Будучи лишены функции выражения гетеросексуального желания, недвусмысленные взгляды с точки зрения персонажа направляются только к «безопасным» объектам — фигуре Мадонны или ребенку, хотя ребенок тоже является объектом, который сводит оппозицию невинного и порочного женского взгляда к сходному единству. Когда нарратив сдвигается к критической точке, любой активный женский взгляд ассоциируется с поражением, завистью, фрустрацией, разрушением и смертью. Когда Моралистки встречают такой же взгляд ребенка с точки зрения персонажа, как и его матери, их нечистый глаз предвещает утрату ею опеки, ставя таким образом ее в положение неполноценности, подобной их собственной. Когда Дорогая Малышка пытается поймать взгляд своего ребенка, ее взгляд упирается в стену с надписью «Фонд Дженкинса», но обратный взгляд испуганного ребенка в окружении чужих женщин комментируется всеведущим рассказчиком. Зараженная перверсией женственности, в следующем эпизоде девушка переживает «новое огорчение — наблюдая счастье других». Приникнув к освещенному окну, она заглядывает внутрь, провоцируя кадр семейной идиллии, за которым следует кадр средней крупности — ребенок улыбается и будто узнает ее. (В эпизоде «Мать и закон» этот тайный взгляд прерывается, но тем не менее дозволяется дружелюбному полицейскому, который впоследствии поможет спасти Юношу.) Как и поведение мисс Дженкинс в отношении мира бального зала, вуайеристский обертон дозволенного материнского взгляда можно прочитать как метафору активности зрителя[345].

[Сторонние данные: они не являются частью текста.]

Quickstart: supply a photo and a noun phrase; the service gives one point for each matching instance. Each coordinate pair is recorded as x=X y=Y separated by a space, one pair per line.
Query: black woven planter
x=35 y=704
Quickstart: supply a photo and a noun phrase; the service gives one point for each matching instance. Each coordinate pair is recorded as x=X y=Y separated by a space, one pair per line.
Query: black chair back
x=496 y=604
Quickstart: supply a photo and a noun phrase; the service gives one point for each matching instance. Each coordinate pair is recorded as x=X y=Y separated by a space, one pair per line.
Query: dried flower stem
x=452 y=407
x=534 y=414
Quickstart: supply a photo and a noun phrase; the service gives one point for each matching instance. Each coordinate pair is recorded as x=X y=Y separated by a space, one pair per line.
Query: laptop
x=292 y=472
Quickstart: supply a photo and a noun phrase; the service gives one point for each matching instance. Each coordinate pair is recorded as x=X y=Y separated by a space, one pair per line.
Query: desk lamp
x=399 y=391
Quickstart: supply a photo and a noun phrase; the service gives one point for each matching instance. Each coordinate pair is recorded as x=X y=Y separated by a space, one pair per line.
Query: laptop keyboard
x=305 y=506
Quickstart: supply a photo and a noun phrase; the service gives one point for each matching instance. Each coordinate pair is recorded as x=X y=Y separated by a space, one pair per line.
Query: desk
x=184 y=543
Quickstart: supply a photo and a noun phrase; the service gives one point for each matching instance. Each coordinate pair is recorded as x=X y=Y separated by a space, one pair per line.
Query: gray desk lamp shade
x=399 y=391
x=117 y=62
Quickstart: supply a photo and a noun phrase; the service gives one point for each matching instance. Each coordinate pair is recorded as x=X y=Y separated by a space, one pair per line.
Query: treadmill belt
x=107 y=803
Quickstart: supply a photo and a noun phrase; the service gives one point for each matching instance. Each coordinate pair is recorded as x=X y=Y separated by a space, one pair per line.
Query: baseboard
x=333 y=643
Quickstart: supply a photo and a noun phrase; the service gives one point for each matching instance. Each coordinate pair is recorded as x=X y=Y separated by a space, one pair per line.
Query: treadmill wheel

Ребенок оказывается не только связующим звеном невинности и порочности женского взгляда, но также локусом неопределенности на уровне нарратива, особенно в свете поразительных разноречий в разных версиях фильма. В копиях, перемонтированных Гриффитом в 1922 году, судьба ребенка остается нерешенной, несмотря на счастливый финал современной истории. А в ранней версии ребенок возвращается после спасения Юноши от казни[346]. Тем не менее в эпизоде «Мать и закон» мы видим кадр Мей Марш, смотрящей на гробик, — предвестие судьбы. После этого следует обратный кадр ребенка, в котором мать последний раз видит его живым. (Как и еще один единственный кадр с точки зрения персонажа в эпизоде «Мать и закон», кроме первого такого кадра, когда происходит борьба за ребенка между матерью и Моралистками, — это эмблемы смертности: снятый с верхней точки кадр Юноши, смотрящего на пустую могилу, и безнадежный взгляд Девушки на часы в ожидании смерти накануне казни.) Эти два варианта судьбы ребенка неслучайны. Воссоединение пары в финале эпизода под родительским взглядом священника и жены губернатора транслирует мысль, что их собственное родительство необязательно, тем более потому, что их детское счастье сменяется образом двух малышей в апофеозе фильма. Идеологически связанное с идеализацией детства, воплощающей идею «Нетерпимости» и социальные и расовые взгляды самого Гриффита, замещение ребенка также укладывается в определенную инфантилизацию позиции зрителя и систематическое устранение взгляда из системы различия и желания.